Inoltre quel giudice ha pur adeguatamente dato conto della attendibilità del testimone D.S.D.N., ritenuto veritiero osservando che doveva in via di deduzione logica necessariamente convenirsi che il "finestrino" in argomento, per le sue dimensioni, non poteva definirsi di difficile rilevabilità ottica, anche da parte di persona affetta da difetto di vista.
Inoltre, non considera il ricorrente che gli elementi assunti a fonte di presunzione non debbono essere necessariamente plurimi, potendosi il convincimento del giudice del merito fondare anche su un elemento unico preciso e grave, in concreto apprezzato dal tribunale, e che il controllo di legittimità non può riguardare la valutazione della rilevanza dell’elemento valorizzato ai fini dell’"iter" induttivo (in proposito vedansi anche Cass. 4 maggio 1999 n. 4406).

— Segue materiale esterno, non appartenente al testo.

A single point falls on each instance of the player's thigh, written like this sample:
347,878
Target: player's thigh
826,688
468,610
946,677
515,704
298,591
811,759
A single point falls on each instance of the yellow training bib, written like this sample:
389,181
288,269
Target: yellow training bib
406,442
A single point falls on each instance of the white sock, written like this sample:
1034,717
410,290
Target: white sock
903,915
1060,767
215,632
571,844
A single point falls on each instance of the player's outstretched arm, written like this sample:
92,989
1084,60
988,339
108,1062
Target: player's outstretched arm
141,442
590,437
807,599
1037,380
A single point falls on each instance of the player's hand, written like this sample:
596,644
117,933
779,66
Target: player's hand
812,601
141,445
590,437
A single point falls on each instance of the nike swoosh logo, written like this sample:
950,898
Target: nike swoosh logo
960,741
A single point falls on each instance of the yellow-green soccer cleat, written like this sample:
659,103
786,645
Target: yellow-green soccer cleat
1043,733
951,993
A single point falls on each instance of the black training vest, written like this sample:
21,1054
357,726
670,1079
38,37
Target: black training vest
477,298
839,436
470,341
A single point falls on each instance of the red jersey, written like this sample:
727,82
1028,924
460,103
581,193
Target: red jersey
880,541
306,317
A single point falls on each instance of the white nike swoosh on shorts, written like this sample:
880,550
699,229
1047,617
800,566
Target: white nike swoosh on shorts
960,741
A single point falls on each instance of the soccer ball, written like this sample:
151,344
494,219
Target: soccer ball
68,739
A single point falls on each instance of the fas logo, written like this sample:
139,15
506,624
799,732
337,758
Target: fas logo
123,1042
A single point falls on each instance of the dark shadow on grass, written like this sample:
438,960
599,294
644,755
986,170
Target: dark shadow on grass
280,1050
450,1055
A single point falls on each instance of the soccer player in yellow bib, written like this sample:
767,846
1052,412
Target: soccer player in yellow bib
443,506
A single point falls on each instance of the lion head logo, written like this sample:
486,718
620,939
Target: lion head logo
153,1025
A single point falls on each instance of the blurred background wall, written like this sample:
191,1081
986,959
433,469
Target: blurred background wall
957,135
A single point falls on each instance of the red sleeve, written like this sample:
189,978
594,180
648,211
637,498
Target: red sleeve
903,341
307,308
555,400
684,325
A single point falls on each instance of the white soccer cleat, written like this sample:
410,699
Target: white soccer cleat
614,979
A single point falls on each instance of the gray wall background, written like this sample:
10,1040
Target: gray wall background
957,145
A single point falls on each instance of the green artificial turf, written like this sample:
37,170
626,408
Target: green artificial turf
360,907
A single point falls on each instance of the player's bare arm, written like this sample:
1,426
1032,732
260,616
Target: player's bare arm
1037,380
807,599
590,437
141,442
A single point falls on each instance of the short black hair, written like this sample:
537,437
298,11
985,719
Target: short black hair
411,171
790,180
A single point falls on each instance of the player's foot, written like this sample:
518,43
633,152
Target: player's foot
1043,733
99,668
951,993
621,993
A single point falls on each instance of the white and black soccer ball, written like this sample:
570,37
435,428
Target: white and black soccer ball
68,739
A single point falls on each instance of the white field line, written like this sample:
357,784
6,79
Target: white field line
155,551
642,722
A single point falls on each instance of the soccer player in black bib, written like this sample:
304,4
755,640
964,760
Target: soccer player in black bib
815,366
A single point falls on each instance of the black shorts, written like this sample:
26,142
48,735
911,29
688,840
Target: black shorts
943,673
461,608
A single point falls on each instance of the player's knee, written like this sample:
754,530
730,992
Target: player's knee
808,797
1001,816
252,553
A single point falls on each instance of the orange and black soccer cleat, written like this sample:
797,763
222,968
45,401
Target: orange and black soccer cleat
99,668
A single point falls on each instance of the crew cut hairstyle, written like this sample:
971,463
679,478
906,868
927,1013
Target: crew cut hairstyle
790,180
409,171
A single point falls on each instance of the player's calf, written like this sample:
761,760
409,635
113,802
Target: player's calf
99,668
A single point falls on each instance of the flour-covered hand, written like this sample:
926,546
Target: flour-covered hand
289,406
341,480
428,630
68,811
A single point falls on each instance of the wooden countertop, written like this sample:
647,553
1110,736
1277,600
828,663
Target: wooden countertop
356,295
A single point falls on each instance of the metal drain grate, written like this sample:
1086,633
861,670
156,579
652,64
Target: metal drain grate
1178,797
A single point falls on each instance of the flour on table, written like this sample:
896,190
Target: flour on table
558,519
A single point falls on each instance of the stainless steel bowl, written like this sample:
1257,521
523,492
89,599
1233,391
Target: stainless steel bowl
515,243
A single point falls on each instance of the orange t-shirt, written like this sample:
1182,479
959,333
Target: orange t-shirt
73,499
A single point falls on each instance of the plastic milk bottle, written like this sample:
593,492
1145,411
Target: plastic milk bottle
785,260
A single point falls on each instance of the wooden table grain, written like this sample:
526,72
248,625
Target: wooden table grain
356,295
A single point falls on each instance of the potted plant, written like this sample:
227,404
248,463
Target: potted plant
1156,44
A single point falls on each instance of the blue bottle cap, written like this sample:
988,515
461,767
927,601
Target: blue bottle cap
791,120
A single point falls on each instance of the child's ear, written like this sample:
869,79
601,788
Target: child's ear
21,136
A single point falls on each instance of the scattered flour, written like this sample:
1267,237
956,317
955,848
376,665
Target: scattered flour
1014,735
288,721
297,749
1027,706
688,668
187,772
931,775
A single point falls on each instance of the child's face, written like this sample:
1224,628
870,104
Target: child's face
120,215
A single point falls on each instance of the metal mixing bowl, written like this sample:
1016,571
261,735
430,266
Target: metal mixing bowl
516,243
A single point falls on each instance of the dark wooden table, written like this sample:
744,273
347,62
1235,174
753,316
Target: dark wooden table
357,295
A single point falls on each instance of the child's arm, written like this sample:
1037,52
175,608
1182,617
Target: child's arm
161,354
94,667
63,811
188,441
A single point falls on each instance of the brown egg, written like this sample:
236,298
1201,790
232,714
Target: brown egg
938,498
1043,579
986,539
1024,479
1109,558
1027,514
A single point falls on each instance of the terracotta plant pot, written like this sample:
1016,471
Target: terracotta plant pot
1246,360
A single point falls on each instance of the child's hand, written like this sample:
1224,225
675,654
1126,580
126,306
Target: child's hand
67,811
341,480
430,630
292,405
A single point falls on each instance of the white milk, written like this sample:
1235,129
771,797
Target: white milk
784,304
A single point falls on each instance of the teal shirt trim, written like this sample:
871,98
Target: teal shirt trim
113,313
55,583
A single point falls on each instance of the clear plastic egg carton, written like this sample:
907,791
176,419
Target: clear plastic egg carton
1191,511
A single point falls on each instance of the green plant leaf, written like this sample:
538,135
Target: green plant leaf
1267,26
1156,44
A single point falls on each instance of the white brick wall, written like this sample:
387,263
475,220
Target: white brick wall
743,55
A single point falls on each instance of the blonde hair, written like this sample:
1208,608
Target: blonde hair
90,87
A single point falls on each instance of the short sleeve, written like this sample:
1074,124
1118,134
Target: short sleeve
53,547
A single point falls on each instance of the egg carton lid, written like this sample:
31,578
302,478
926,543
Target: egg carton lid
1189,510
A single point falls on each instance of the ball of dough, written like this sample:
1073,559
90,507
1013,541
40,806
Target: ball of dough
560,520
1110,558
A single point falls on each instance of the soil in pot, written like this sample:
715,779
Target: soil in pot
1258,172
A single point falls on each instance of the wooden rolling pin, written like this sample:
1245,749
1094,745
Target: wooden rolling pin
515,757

Per ciò che concerne, inoltre, il sistema di accertamento mediante le mappe catastali, occorre osservare che soltanto quanto sia dimostrata la mancanza assoluta ed obiettiva di altri mezzi di prova, ovvero la loro inidoneità, in concreto, alla determinazione certa dello stato dei luoghi, è consentito il ricorso ai dati catastali.
Il giudice, comunque, non può prescindere da altri eventuali dati contenuti ovvero rinvenibili nella documentazione relativa al bene, anche se inidonei ad assumere un’efficacia probatoria diretta, potendo dare luogo, in concreto, a presunzioni (così Cass. 24 febbraio 1976 n. 605), costituendo le mappe catastali un sistema secondario e sussidiario rispetto all’insieme degli elementi acquisiti attraverso l’indagine istruttoria (tant’è che le risultanze di esse possono assumere rilevanza probatoria solo se espressamente richiamate nell’atto di acquisto o se non contraddette da specifiche determinazioni negoziali delle parti) (Cass. n. 711 del 1998).
Infine, resta da osservare che la censura del ricorrente secondo cui sarebbero solo apparenti gli indizi relativi alla vetustà dell’infisso in legno e dell’inferriata, risulta dedotta per la prima volta solo nel giudizio di rinvio.
In conclusione, il ricorso deve essere rigettato.
Le spese di lite seguono la soccombenza.
P.Q.M.
La Corte, rigetta il ricorso e condanna il ricorrente alla rifusione delle spese del giudizio di Cassazione, che liquida in complessivi Euro 1.500,00, di cui Euro 200,00 per esborsi, oltre accessori, come per legge.
Testo non ufficiale. La sola stampa del bollettino ufficiale ha carattere legale.